LEARN HOW GARDENING HELPS YOUR IMMUNE SYSTEM

Up until recently we have been encouraged to make a virtue of cleanliness by washing our hands before meals and keeping the house spotless and germ free. Now scientists have noticed that more and more children suffer from allergies and so have revised their attitude to dirt. In fact they now say that it is a good idea for young children and their elders to spend time outdoors playing in the dirt since this will build up their immune system. This comes from an article by David Gutierrez on the Natural News website.

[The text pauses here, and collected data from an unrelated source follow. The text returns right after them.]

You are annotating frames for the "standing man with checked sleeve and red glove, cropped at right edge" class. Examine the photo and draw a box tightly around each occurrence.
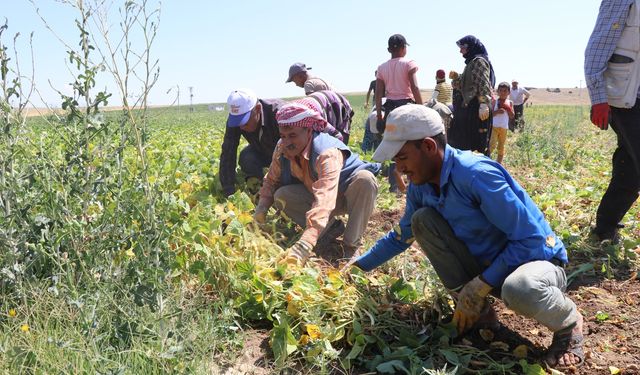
[584,0,640,243]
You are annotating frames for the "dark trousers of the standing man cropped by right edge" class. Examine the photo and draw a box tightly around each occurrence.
[596,100,640,233]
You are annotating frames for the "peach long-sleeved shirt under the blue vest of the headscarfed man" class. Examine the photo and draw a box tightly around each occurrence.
[256,139,344,245]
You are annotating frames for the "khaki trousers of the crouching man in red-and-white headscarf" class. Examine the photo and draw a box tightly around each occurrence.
[273,170,378,247]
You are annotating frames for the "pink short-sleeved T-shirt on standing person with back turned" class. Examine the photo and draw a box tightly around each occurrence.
[376,57,418,100]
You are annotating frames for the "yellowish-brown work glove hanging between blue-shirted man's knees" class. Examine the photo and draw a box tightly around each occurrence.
[453,276,493,334]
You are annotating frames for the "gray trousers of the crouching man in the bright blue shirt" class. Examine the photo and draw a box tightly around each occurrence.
[411,207,578,332]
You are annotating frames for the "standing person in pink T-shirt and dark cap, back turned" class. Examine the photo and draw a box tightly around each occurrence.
[375,34,422,192]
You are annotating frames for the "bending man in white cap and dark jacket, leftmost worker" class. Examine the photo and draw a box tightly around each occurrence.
[220,89,284,196]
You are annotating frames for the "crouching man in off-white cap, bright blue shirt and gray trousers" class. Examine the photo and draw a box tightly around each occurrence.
[354,104,584,367]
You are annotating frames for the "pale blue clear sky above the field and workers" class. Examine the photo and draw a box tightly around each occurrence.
[0,0,600,107]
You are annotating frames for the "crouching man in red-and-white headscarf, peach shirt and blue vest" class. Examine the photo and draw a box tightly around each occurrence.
[254,102,380,263]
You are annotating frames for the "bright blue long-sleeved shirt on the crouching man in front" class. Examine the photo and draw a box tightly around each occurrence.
[357,146,568,287]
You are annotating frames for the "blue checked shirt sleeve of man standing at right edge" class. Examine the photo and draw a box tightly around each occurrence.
[584,0,640,104]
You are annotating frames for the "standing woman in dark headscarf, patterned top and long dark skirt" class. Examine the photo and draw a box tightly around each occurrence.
[447,35,495,155]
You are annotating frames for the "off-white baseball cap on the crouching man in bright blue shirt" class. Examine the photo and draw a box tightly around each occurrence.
[373,104,444,161]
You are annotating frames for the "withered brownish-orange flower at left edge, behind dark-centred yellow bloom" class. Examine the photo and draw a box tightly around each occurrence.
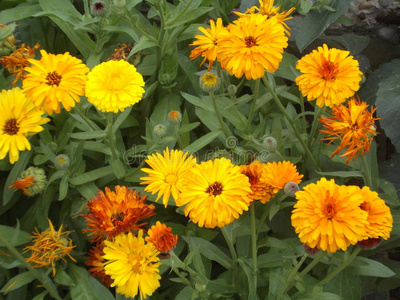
[0,43,40,86]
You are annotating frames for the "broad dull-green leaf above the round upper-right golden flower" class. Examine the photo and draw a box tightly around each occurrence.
[296,0,352,52]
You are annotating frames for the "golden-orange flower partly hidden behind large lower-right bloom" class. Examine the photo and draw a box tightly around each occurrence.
[360,186,393,240]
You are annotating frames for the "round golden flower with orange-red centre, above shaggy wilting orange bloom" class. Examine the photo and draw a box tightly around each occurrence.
[296,44,362,107]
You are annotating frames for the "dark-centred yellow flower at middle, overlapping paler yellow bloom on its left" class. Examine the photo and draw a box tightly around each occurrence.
[177,158,252,228]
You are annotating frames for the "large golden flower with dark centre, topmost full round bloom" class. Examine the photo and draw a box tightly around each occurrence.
[218,14,288,80]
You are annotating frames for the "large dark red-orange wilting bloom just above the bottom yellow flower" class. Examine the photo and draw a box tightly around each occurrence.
[82,185,155,242]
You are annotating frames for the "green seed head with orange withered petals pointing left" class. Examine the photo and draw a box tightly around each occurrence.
[8,167,47,196]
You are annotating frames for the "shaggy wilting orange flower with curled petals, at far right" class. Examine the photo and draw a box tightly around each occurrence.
[319,97,378,164]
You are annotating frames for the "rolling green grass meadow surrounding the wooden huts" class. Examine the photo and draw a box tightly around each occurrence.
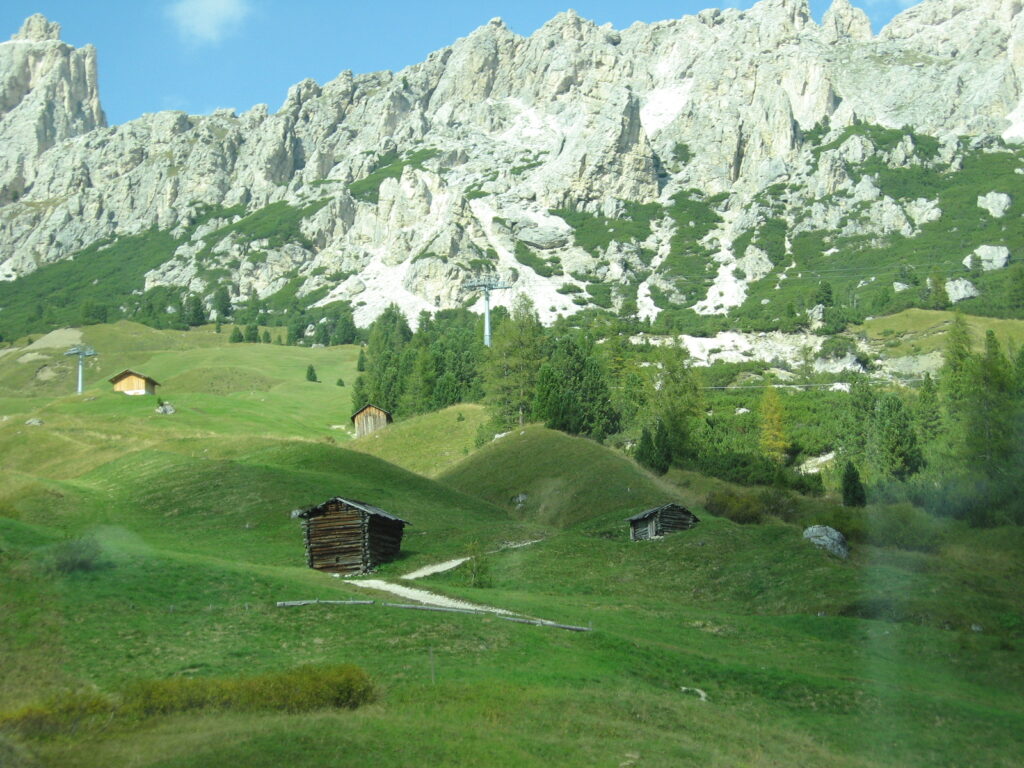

One of the best ways to protect your children from a lifetime of allergies and autoimmune disorders is to make sure that they ? and you ? spend plenty of time outdoors getting dirty, scientists are now saying.
That’s because exposure to the naturally occurring microbes in our outdoor environment helps program the developing immune system to learn what types of foreign agents are actually harmless. This prevents it from later attacking innocuous allergens, or even your own body.
“You want your immune system to have a large repertoire of harmless organisms that it has learned not to attack,” said medical microbiologist Graham Rook of University College London. “If you have this, then, because all lifeforms are ultimately built from the same building blocks, you are equipped to recognise almost anything that comes along and mount an appropriate immune response,” he continued, as reported by the U.K.’s Daily Mail.

More dirt = healthier immune system

The idea that exposure to microbes helps program the immune system goes back to 1989, when epidemiologist Prof. David Strachan noted that rates of allergies were rising in Western countries, concurrent with a drop in infectious diseases. He had also found that children with more older siblings were less prone to allergies (and, scientists later discovered, to autoimmune diseases). He suggested that exposure to more childhood infections via older siblings helped “train” the developing immune system.
In the years since, scientists have discovered that the key factor is not actually childhood infection ? understandably, since our hunter-gatherer ancestors rarely got many of the “herd” infections that large, urban populations now suffer from. Instead, the immune system is programmed by exposure to parasites and, most of all, harmless microbes that surround us.